Gene editing technologies have also emerged as effective tools for preventing GvHD. Scientists use engineered transcription activator-like effector nucleases (TALENs), restriction enzymes that recognize and cleave DNA at specific sites to eliminate αβ TCR expression. For example, researchers from the University College London used TALEN-edited allogeneic CAR T cells to treat two infants with leukemia. Using TALEN enzymes that target αβ TCR genes, they abolished αβ TCR expression on T cells. The two children achieved sustained remissions after the therapy and only showed mild skin GvHD, in contrast to typical multisystem and fulminant GvHD symptoms (3).
In addition to TALENs, scientists from the Free University of Brussels recently established a CRISPR-Cas9-mediated approach for generating GvHD-free allogeneic CAR T cells (4). They knocked out αβ TCR genes in T cells derived from human peripheral blood using CRISPR-Cas9 and expressed a leukemia-specific CAR. The leukemia mice infused with modified T cells showed reduced tumor burden and prolonged survival without developing any GvHD symptoms.
By employing various T cell sources, gene editing techniques, and cell delivery systems, researchers around the world keep improving the efficacy and safety of CAR T cell therapy and developing new strategies for large scale CAR T cell manufacturing. With a number of allogeneic CAR T cell therapies for blood cancer and solid tumors under preclinical and clinical investigation, a universal off-the-shelf immunotherapy accessible for many more patients may soon be a reality.
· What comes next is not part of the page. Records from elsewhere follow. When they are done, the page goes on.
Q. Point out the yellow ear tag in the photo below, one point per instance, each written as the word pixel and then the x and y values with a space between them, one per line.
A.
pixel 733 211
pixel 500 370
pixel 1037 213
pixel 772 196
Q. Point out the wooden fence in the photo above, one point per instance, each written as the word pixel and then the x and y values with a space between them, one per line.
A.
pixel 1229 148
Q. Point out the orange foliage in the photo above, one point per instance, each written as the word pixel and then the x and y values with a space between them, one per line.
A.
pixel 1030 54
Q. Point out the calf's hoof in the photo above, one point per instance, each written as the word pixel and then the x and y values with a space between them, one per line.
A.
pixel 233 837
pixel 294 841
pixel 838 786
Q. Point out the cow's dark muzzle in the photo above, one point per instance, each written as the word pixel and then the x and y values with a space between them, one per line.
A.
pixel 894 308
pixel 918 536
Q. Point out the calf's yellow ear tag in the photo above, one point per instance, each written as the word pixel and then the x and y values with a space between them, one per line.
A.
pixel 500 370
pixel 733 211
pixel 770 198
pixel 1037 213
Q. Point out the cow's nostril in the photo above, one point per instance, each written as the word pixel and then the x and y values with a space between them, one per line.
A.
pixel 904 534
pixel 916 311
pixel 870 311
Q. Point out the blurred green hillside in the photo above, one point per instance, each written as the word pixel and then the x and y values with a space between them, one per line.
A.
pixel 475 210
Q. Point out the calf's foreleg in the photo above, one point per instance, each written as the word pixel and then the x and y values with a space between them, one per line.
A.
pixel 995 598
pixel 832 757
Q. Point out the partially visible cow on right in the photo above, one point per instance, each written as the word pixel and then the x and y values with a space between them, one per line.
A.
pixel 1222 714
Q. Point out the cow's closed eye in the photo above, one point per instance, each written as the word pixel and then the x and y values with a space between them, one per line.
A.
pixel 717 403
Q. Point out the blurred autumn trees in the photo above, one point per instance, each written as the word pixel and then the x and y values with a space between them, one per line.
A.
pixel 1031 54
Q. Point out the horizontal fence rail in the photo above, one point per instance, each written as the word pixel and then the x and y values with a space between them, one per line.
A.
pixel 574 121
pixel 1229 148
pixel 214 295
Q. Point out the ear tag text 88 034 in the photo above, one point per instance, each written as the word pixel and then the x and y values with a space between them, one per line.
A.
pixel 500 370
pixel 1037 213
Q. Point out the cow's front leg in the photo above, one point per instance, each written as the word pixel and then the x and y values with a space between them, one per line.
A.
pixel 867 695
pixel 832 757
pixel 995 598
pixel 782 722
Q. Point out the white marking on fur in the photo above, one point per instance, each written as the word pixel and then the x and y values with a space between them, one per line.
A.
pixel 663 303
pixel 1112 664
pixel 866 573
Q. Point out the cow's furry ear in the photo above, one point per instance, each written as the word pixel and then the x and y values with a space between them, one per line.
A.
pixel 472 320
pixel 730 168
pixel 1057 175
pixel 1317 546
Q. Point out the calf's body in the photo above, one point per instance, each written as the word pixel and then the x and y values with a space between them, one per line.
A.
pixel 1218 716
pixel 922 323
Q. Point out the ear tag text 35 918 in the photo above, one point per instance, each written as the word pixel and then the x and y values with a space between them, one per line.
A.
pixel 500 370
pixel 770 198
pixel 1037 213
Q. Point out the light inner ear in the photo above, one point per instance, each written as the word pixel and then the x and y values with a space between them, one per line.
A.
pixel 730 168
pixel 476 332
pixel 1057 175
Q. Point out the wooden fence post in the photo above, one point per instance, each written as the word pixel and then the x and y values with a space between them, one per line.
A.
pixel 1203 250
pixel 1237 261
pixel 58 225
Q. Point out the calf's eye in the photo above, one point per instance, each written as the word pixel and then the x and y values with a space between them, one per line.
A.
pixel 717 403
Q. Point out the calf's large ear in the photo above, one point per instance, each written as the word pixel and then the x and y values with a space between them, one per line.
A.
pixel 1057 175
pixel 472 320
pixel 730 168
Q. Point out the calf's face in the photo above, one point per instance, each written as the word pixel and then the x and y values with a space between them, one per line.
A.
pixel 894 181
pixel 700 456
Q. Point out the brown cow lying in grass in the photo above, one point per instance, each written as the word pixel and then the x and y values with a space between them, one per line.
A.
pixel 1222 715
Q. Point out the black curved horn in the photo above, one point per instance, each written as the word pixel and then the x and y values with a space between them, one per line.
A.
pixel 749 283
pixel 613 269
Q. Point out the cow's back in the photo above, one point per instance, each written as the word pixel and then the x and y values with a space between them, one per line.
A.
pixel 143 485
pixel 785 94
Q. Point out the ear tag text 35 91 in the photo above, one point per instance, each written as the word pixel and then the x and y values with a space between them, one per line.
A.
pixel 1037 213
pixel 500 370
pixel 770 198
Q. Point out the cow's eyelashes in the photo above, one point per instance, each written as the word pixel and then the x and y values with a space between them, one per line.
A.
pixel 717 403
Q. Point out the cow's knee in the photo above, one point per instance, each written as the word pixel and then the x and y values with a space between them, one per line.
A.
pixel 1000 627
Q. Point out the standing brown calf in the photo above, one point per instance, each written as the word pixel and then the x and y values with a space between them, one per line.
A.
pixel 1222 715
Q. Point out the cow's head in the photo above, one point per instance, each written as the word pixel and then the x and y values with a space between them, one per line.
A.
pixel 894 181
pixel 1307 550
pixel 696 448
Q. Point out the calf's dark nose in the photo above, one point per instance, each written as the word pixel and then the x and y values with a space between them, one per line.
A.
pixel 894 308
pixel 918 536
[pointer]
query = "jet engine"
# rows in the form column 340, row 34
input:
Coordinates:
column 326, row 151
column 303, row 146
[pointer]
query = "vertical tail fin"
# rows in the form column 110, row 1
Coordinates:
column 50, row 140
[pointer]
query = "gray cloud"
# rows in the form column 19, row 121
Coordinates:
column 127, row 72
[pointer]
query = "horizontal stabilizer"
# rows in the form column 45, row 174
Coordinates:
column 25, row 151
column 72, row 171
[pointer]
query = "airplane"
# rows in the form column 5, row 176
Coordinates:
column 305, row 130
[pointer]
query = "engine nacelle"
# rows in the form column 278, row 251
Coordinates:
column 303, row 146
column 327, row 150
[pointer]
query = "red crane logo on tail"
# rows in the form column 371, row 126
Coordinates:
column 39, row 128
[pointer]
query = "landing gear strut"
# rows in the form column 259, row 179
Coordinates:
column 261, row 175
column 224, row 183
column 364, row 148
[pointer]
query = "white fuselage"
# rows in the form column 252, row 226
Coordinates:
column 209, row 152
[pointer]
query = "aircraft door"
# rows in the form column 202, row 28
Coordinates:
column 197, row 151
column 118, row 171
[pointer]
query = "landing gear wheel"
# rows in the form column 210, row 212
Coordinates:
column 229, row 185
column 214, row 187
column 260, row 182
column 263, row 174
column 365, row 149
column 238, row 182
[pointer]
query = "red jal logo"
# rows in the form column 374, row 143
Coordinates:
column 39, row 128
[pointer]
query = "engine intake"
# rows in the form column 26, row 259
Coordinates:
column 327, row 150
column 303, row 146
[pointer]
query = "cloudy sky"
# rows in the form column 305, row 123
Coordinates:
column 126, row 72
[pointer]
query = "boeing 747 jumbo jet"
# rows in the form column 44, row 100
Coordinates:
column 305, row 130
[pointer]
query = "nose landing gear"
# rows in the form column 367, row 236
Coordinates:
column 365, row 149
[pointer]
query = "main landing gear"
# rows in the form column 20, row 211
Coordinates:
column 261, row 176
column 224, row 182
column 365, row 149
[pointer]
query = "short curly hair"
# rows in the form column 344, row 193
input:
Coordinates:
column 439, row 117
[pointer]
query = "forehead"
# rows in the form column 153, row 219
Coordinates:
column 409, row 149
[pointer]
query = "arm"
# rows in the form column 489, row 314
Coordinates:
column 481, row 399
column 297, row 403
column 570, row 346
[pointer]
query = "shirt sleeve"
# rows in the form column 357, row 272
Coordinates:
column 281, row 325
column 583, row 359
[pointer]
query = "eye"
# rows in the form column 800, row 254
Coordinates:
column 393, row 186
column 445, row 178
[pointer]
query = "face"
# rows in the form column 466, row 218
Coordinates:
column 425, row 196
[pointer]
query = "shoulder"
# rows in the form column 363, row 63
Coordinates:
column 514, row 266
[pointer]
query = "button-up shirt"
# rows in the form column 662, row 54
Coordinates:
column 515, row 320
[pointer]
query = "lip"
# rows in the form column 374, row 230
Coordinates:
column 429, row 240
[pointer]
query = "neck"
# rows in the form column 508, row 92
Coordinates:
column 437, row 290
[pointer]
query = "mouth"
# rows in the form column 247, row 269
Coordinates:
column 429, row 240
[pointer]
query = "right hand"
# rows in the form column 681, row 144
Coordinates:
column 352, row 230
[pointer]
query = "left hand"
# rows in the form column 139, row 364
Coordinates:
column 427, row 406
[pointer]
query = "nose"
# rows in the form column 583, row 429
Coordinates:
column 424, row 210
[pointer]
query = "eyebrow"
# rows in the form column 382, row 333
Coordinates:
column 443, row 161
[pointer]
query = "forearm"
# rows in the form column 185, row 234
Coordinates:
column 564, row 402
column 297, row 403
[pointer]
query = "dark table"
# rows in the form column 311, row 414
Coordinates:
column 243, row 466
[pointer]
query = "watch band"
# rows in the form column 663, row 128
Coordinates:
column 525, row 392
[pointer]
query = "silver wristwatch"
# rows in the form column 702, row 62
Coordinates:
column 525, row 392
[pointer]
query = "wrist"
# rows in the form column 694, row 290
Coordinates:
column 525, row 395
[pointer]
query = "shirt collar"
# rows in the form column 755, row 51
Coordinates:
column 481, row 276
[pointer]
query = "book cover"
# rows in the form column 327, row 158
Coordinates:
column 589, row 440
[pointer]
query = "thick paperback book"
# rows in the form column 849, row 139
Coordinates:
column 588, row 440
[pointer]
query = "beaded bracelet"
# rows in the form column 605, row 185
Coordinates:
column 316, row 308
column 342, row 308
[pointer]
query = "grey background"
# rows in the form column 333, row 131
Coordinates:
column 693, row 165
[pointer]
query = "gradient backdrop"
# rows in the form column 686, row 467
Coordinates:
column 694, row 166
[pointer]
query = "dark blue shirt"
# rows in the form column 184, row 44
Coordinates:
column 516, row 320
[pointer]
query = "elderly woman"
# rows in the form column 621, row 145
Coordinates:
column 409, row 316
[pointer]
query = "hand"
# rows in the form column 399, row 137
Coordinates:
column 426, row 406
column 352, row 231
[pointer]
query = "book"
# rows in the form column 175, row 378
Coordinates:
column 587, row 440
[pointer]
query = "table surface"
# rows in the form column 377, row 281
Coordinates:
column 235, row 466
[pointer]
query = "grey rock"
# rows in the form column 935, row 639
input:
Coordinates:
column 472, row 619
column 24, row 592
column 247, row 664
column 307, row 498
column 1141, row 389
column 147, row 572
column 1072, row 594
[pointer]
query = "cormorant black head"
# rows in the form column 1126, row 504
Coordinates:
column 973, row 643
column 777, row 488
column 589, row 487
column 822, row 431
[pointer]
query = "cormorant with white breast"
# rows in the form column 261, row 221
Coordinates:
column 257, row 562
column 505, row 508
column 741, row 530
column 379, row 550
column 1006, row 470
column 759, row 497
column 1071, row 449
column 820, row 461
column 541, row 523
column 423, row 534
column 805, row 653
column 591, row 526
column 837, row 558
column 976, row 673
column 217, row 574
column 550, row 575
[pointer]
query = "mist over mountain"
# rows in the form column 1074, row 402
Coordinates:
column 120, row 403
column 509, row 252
Learn more about advances in immuno-oncology in this ebook.
References
- Köhl, U., Arsenieva, S., Holzinger, A. & Abken, H. CAR T Cells in Trials: Recent Achievements and Challenges that Remain in the Production of Modified T Cells for Clinical Applications. Hum Gene Ther 29, 559–568 (2018).
- Depil, S., Duchateau, P., Grupp, S. A., Mufti, G. & Poirot, L. ‘Off-the-shelf’ allogeneic CAR T cells: development and challenges. Nat Rev Drug Discov 19, 185–199 (2020).
- Qasim, W. et al. Molecular remission of infant B-ALL after infusion of universal TALEN geneedited CAR T cells. Sci Transl Med 9, eaaj2013 (2017).
- Tipanee, J., Samara-Kuko, E., Gevaert, T., Chuah, M. K. & VandenDriessche, T. Universal allogeneic CAR T cells engineered with Sleeping Beauty transposons and CRISPR-CAS9 for cancer immunotherapy. Mol Ther 30, 3155–3175 (2022).